Structured Output From Local LLMs: JSON That Never Breaks (Ollama + Zod)

wpnews.pro

A 1.5B model running on your laptop will return JSON that almost parses. The closing brace is missing. A trailing comma sneaks in. The whole thing is wrapped in a markdown fence with a chirpy "Sure! Here's your JSON:" on top. Cloud models do this too, but small local models do it constantly, and that is exactly where most "just prompt it harder" advice falls apart.

I wrote about validating LLM responses with Zod before: schemas as contracts, safeParse

, extracting JSON from chaos. That post is the foundation. This one is the local-model-specific layer on top: Ollama's native JSON modes, retry loops that actually converge, repairing truncated output, and a single generateStructured<T>(schema)

helper that ties it all together so you never hand-roll this again.

Ollama gives you two ways to force structure before you ever touch Zod. Use them.
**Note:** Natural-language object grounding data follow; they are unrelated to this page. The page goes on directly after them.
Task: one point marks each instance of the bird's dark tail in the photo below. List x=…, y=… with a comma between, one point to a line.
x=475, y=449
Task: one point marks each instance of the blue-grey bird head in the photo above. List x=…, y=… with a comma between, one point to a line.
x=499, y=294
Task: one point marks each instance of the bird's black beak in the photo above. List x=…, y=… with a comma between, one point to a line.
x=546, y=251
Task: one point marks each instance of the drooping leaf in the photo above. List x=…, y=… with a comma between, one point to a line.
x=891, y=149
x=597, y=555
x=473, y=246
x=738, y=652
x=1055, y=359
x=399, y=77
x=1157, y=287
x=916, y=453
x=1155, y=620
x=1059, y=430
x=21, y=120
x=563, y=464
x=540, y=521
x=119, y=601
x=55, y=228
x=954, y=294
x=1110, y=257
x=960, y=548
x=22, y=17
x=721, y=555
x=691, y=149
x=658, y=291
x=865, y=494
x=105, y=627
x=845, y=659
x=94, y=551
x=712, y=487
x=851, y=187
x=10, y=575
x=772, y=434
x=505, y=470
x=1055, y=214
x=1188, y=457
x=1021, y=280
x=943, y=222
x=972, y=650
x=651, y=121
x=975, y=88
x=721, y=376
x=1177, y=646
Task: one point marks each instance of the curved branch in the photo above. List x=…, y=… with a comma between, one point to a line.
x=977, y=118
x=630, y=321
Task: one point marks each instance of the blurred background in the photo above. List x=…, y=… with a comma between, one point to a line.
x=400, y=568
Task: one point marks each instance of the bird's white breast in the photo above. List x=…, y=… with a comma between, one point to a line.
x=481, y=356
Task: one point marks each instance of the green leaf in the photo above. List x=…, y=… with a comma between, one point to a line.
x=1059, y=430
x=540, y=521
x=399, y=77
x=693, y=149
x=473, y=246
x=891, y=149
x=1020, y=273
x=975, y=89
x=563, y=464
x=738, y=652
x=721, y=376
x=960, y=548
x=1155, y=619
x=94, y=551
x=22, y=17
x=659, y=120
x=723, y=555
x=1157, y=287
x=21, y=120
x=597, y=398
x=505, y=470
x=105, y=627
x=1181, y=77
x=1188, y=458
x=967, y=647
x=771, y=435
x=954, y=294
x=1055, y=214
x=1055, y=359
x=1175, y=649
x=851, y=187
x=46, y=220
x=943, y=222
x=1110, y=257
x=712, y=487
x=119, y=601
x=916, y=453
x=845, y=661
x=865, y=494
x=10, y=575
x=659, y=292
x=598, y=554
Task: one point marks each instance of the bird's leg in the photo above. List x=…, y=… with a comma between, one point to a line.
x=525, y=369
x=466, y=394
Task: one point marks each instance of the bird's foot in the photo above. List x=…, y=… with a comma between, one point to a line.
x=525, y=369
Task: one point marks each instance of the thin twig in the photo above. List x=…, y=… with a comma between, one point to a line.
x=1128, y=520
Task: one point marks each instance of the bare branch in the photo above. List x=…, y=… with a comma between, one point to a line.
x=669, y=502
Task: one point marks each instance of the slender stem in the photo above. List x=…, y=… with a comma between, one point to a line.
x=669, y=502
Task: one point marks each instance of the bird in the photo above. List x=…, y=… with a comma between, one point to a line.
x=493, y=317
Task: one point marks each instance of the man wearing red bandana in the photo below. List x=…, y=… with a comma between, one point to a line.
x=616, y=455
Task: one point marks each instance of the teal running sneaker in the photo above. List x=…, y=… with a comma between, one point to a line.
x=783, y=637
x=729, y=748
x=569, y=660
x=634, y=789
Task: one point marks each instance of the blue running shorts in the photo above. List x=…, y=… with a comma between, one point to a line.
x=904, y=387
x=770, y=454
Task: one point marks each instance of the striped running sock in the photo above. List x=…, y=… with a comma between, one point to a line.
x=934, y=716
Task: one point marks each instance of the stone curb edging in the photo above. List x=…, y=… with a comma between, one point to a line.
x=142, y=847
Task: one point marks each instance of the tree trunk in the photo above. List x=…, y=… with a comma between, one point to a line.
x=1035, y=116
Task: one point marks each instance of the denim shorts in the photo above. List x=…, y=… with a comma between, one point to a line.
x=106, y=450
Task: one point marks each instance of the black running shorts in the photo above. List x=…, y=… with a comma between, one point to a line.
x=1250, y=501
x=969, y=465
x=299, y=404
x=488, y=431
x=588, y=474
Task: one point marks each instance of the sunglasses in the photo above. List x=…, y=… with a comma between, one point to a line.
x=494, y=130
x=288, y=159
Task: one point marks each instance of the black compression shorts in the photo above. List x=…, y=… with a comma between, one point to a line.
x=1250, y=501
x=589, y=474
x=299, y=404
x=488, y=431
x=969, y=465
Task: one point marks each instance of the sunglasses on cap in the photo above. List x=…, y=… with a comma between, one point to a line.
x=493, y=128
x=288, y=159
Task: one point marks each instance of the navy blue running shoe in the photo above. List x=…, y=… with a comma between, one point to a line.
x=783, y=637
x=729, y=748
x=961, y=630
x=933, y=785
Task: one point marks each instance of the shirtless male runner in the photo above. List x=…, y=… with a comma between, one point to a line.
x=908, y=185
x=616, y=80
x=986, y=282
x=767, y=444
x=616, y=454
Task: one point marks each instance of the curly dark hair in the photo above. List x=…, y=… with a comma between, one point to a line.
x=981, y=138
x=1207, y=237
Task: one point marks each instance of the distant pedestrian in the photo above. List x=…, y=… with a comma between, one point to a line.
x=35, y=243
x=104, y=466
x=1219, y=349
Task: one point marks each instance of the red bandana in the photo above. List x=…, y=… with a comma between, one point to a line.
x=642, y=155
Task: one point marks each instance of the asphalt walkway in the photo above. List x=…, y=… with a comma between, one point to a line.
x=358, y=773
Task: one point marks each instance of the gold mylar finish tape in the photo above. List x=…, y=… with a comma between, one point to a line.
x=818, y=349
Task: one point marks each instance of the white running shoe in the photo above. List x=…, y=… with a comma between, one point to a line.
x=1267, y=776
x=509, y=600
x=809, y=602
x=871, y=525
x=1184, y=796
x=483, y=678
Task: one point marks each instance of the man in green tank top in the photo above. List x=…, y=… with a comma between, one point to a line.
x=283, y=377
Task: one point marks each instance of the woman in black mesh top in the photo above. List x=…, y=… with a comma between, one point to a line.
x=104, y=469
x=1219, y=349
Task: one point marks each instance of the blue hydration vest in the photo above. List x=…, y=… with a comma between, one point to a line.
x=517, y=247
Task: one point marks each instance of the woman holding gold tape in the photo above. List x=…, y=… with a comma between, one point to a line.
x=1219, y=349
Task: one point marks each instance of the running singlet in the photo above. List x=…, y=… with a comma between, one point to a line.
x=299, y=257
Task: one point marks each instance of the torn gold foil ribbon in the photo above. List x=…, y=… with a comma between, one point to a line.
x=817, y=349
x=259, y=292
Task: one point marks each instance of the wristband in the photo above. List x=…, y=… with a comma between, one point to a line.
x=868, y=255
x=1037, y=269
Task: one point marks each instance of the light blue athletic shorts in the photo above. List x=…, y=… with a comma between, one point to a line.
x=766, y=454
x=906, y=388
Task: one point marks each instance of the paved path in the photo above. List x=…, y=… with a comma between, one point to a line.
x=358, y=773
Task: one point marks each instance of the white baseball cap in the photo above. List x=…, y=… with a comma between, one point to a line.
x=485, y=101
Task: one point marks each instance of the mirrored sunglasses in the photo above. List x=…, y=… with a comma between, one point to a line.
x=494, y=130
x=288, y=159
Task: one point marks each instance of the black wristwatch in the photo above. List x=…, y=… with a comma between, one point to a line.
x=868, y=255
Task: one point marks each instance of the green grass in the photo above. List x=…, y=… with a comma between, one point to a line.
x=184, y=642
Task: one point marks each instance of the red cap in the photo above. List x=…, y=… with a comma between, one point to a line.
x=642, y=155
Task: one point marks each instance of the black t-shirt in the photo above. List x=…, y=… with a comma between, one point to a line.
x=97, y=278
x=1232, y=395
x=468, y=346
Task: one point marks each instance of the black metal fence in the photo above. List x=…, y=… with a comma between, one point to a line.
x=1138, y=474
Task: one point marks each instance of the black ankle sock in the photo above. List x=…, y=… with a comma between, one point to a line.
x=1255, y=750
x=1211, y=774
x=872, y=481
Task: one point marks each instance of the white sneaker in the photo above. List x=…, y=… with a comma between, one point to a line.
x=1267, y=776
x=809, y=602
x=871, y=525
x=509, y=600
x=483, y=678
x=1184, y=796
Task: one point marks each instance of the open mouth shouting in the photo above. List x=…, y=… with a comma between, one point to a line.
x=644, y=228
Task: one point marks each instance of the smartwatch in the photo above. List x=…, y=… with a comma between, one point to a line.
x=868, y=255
They cut your parse-failure rate dramatically.

The first is format: "json"

. It constrains decoding so the model can only emit syntactically valid JSON. No markdown fences, no preamble, no trailing prose.

const res = await fetch("http://localhost:11434/api/chat", {
  method: "POST",
  headers: { "Content-Type": "application/json" },
  body: JSON.stringify({
    model: "qwen2.5-coder:7b",
    messages: [
      { role: "system", content: "Output a JSON object describing the code." },
      { role: "user", content: "function add(a, b) { return a + b }" },
    ],
    format: "json",
    stream: false,
    options: { temperature: 0 },
  }),
});

const data = await res.json();
const obj = JSON.parse(data.message.content); // already clean JSON

format: "json"

guarantees valid syntax. It does not guarantee your shape. The model can still invent fields or skip required ones. That is what Zod is for.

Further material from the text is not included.